So this is a follow up to my previous question. Thanks to @mdml. My previous question about How to align and compare two elements (sequence) in a list using python have been solved. Here is the code that I'm using (Code credit to mdml):
# Parse the file which was already split into split_list
lines = open("seq.txt")
for list in lines:
split_list = list.split()
header = "".join(split_list[0:2])
seq = split_list[2]
disorder = split_list[4]
# Create the new disorder string
new_disorder = ["Disorder: Posi R"]
for i, x in enumerate(disorder):
if x == "X":
# Appends of the form: "AminoAcid Position"
new_disorder.append("{} {}".format(i, seq[i]))
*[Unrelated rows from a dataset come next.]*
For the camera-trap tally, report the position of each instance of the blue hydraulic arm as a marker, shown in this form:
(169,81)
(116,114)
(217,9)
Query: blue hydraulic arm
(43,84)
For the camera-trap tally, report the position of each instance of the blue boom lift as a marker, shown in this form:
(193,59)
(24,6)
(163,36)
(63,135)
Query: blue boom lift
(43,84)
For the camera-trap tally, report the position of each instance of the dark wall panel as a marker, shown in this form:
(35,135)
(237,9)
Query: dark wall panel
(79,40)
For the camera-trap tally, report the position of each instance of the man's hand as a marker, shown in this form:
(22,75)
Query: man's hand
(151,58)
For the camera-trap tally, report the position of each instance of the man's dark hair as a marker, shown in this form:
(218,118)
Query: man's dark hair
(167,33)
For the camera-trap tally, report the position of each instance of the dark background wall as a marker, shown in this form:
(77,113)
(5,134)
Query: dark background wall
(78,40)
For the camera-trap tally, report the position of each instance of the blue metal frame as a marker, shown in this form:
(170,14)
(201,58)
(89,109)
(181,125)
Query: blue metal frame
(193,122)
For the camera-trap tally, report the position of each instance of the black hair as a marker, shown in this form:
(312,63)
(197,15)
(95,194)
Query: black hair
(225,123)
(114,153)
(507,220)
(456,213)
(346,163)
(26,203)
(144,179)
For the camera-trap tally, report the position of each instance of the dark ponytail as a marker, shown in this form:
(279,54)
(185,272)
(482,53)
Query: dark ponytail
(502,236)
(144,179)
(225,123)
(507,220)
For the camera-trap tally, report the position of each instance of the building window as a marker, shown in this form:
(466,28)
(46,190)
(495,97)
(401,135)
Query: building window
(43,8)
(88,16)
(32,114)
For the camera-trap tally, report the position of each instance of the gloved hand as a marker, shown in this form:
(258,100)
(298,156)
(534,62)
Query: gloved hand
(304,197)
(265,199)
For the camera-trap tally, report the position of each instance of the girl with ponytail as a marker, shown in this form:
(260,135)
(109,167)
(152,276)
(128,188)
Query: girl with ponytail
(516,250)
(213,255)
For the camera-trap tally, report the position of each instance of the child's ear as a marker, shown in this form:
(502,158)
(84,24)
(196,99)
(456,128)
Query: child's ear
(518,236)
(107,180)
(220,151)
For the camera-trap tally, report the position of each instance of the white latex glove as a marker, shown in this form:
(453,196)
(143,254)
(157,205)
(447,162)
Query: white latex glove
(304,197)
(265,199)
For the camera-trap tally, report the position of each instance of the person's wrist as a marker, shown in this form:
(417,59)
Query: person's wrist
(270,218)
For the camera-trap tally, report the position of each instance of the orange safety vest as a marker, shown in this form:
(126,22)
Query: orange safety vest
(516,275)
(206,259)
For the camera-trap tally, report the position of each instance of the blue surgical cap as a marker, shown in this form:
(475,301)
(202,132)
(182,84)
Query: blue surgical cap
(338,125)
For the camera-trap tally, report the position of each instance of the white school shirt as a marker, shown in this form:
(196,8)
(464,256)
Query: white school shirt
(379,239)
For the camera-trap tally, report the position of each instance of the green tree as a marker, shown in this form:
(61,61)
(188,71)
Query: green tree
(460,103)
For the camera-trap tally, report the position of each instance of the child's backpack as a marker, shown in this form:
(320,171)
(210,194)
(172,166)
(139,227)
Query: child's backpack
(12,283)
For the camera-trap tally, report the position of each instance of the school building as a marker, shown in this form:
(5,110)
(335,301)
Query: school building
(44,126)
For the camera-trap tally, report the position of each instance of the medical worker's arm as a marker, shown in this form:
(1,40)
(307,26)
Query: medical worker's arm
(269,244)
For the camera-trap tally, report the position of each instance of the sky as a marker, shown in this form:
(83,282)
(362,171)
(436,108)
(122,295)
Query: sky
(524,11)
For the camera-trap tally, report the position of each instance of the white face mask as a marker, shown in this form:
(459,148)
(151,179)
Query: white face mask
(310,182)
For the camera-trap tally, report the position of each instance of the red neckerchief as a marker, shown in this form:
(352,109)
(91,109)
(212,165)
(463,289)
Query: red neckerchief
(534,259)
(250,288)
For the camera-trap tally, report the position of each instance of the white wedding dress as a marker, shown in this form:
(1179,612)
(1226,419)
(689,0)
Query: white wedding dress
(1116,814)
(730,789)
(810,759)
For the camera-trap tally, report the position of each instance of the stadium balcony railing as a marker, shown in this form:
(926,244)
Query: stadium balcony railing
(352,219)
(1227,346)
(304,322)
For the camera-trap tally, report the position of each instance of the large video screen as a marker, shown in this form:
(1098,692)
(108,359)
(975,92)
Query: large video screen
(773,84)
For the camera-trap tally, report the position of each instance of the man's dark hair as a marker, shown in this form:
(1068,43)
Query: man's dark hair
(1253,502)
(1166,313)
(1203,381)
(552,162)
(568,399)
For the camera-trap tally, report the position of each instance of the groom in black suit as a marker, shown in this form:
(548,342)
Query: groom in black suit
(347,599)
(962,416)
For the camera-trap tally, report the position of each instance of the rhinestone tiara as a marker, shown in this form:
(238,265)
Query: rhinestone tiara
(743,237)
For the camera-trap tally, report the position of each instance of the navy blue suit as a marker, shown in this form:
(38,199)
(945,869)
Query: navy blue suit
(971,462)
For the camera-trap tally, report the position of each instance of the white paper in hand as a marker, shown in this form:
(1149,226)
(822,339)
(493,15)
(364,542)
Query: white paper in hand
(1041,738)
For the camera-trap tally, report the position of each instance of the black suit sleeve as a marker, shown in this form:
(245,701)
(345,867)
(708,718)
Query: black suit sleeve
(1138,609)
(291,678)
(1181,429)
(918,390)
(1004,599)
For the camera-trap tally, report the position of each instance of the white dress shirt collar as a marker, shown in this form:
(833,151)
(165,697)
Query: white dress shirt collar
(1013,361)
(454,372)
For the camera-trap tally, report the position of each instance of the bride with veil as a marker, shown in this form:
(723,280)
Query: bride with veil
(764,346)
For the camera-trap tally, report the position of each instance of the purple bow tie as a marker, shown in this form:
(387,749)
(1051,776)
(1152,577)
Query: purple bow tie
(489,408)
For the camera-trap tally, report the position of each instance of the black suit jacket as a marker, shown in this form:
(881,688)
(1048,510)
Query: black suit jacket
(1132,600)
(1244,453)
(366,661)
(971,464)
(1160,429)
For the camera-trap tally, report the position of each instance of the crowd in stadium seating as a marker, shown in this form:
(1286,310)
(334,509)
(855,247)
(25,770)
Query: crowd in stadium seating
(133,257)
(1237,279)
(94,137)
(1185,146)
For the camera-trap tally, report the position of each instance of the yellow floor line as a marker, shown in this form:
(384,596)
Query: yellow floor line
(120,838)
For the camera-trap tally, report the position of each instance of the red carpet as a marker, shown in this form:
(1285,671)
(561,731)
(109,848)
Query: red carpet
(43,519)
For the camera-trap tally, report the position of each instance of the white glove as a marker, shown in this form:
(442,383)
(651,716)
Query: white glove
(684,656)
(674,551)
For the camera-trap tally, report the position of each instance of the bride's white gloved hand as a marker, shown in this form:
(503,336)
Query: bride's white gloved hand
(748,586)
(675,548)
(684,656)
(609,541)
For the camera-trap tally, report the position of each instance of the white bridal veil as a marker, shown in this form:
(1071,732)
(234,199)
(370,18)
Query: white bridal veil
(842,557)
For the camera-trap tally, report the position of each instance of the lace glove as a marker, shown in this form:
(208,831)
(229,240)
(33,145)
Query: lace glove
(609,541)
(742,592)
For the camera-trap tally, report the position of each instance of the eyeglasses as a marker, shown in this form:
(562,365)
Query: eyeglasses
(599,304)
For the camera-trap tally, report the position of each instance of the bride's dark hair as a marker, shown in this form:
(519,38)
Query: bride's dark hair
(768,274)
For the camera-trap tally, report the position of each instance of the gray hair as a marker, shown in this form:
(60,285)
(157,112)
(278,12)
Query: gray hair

new_disorder = " ".join(new_disorder)
# Output the modified file
open("seq2.txt", "w").write( "\n".join([header, seq, new_disorder]))
This code work perfectly with my example which is:
103L Sequence: MNIFEMLRIDEGLRLKIYKDTEGYYTIGIGHLLTKSPSLNSLDAAKSELDKAIGRNTNGVITKDEAEKLFNQDVDAAVRGILRNAKLKPVYDSLDAVRRAALINMVFQMGETGVAGFTNSLRMLQQKRWDEAAVNLAKSRWYNQTPNRAKRVITTFRTGTWDAYKNL Disorder: ----------------------------------XXXXXX-----------------------------------------------------------------------------------------------------------------------------XX
However when I use this code for multiple protein sequence. It still work, but only last protein sequence and it's disordered region showed up in the new file. What should I do to fix it?